The invention relates to an abnormal image detection method based on a supervised generative adversarial network. The method comprises the following steps: 1) obtaining a to-be-detected picture; 2) inputting the to-be-detected picture into a trained Supervised GANomal model to obtain a corresponding abnormal category trust value; 3) judging whether the abnormal category trust value is greater thanan abnormal category discrimination threshold, if yes, judging the abnormal image as an abnormal image, and if not, judging the abnormal image as a normal image; Wherein the Supervised GANomain modelcomprises a generation network, a coding network, a discrimination network and a classification network, the generation network, the coding network and the discrimination network are used for learning feature distribution of a normal sample, and the classification network is used for distinguishing the normal sample from an abnormal sample.

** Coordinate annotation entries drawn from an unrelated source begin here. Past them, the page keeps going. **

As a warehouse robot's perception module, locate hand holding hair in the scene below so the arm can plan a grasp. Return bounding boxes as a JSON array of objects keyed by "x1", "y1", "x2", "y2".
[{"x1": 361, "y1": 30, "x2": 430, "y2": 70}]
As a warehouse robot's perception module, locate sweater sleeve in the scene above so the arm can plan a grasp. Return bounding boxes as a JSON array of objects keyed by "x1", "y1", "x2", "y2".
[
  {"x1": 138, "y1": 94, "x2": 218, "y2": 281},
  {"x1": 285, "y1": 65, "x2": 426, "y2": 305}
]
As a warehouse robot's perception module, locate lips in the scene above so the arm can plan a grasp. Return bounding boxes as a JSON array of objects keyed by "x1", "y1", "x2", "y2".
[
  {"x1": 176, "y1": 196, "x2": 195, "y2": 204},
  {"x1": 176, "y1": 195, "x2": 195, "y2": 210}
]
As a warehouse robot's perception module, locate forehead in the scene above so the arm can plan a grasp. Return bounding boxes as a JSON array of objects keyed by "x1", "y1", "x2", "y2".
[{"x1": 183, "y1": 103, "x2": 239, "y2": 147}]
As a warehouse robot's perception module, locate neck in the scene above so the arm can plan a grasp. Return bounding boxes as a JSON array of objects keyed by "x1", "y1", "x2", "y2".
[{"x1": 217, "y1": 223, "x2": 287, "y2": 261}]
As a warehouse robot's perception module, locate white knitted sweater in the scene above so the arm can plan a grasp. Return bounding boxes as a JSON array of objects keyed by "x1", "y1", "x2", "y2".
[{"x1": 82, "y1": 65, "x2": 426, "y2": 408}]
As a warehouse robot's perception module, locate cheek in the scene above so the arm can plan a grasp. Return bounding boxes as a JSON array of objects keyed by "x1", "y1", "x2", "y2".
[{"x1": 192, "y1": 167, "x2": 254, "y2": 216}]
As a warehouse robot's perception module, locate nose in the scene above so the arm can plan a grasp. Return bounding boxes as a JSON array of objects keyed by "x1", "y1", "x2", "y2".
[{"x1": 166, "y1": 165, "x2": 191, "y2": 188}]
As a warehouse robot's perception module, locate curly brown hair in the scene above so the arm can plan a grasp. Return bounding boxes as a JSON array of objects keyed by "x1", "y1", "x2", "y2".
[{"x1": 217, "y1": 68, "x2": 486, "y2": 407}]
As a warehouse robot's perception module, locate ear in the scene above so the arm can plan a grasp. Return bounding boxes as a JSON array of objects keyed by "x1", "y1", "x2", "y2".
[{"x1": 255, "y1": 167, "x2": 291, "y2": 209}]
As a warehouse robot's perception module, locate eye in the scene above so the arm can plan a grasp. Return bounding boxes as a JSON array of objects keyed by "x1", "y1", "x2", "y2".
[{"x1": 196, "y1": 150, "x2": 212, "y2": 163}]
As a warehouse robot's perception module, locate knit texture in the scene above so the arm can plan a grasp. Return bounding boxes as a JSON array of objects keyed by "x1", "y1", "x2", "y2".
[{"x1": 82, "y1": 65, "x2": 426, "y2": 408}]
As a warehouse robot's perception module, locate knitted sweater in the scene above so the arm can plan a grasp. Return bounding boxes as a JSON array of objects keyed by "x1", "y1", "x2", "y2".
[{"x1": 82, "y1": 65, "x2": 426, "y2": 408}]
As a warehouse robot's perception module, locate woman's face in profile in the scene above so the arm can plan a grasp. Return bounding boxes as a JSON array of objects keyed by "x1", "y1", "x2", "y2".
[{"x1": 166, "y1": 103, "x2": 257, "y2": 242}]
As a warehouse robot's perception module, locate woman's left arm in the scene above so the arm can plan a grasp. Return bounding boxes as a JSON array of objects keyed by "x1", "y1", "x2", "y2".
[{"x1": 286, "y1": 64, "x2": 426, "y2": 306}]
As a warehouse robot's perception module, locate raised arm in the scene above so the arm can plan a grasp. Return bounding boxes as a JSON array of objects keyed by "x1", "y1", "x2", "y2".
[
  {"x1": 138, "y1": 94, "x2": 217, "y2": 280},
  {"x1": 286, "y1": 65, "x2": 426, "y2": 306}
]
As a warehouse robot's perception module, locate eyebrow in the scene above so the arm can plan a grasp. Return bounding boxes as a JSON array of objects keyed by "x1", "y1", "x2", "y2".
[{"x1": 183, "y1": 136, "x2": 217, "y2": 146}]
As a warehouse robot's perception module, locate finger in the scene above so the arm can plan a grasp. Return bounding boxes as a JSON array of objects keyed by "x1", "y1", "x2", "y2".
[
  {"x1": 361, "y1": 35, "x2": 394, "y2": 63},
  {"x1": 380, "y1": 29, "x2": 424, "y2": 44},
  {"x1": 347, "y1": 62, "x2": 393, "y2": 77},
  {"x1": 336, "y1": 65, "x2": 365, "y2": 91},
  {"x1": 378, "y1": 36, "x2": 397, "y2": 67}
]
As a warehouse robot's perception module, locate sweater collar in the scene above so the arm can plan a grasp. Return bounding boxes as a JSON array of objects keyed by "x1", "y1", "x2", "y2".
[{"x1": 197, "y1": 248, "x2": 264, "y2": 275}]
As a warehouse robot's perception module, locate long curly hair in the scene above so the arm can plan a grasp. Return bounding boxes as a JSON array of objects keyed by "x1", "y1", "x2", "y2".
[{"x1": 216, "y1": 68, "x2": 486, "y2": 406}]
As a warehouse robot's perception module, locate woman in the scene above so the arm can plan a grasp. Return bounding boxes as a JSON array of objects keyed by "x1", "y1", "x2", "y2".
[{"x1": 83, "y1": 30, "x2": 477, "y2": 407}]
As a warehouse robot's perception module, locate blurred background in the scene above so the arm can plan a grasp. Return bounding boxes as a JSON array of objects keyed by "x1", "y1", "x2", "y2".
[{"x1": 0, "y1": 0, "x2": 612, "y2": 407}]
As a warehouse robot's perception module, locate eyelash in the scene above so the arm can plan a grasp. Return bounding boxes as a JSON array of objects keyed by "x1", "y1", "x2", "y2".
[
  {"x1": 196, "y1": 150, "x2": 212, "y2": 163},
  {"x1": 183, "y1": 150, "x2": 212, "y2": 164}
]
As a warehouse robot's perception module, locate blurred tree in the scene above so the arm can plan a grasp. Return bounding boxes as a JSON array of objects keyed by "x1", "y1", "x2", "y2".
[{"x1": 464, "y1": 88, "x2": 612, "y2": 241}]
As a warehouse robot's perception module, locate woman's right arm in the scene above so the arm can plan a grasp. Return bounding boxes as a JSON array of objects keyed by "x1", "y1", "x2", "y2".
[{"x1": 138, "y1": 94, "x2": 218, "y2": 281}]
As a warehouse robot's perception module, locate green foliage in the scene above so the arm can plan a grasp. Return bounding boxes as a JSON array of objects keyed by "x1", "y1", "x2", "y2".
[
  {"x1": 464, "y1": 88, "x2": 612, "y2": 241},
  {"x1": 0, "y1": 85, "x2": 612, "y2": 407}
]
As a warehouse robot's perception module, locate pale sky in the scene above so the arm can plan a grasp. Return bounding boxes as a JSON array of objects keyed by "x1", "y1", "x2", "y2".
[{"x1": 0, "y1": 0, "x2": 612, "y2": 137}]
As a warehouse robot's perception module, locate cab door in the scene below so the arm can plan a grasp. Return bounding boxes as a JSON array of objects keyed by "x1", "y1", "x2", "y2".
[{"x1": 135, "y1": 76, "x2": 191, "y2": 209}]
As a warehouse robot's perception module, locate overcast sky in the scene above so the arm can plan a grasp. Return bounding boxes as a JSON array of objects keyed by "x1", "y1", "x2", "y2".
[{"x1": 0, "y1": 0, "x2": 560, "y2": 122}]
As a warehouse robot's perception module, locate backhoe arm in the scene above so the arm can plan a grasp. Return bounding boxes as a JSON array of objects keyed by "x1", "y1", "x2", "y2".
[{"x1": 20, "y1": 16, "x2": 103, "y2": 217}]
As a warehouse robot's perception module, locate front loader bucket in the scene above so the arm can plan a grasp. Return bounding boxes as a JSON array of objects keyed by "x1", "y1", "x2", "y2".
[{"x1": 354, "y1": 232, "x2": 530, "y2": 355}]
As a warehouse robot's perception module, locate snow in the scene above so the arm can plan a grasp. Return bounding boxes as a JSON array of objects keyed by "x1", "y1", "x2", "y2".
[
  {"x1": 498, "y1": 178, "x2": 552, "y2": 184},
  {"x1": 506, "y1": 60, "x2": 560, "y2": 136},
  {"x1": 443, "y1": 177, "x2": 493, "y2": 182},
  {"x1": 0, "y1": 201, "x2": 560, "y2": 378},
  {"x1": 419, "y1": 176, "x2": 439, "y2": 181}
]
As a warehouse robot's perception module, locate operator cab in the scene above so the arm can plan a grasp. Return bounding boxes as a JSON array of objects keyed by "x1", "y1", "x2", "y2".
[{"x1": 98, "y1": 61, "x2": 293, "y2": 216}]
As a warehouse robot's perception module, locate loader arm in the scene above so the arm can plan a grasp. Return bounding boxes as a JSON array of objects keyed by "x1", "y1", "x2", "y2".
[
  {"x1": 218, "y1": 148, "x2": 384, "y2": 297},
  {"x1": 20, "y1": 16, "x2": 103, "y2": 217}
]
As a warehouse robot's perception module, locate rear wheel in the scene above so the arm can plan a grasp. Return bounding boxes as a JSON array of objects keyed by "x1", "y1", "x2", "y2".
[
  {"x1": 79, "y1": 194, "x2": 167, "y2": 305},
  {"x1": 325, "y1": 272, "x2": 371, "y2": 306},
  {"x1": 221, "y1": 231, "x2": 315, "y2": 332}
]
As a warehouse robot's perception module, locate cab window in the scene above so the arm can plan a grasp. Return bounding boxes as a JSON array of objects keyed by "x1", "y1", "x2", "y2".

Compared with the prior art, the method has the advantages that the normal sample and the abnormal sample can be effectively distinguished, the robustness is good and the like.

Description

technical field [0001] The invention relates to the technical field of abnormal image detection, in particular to an abnormal image detection method based on a supervised generative confrontation network. Background technique [0002] With the continuous development and popularization of artificial intelligence methods, automatic detection technology has received more and more attention. Abnormal image detection, as an important branch of automated detection, has played an increasingly important role in industrial quality inspection, medical diagnosis, automatic driving, security and other fields. [0003] Abnormal image detection methods can be roughly divided into three categories, supervised methods, semi-supervised methods and unsupervised methods. [0004] Supervised anomaly detection methods are similar to classification methods in machine learning, but in anomaly detection problems, there are usually more normal samples, while abnormal samples are usually very few, a...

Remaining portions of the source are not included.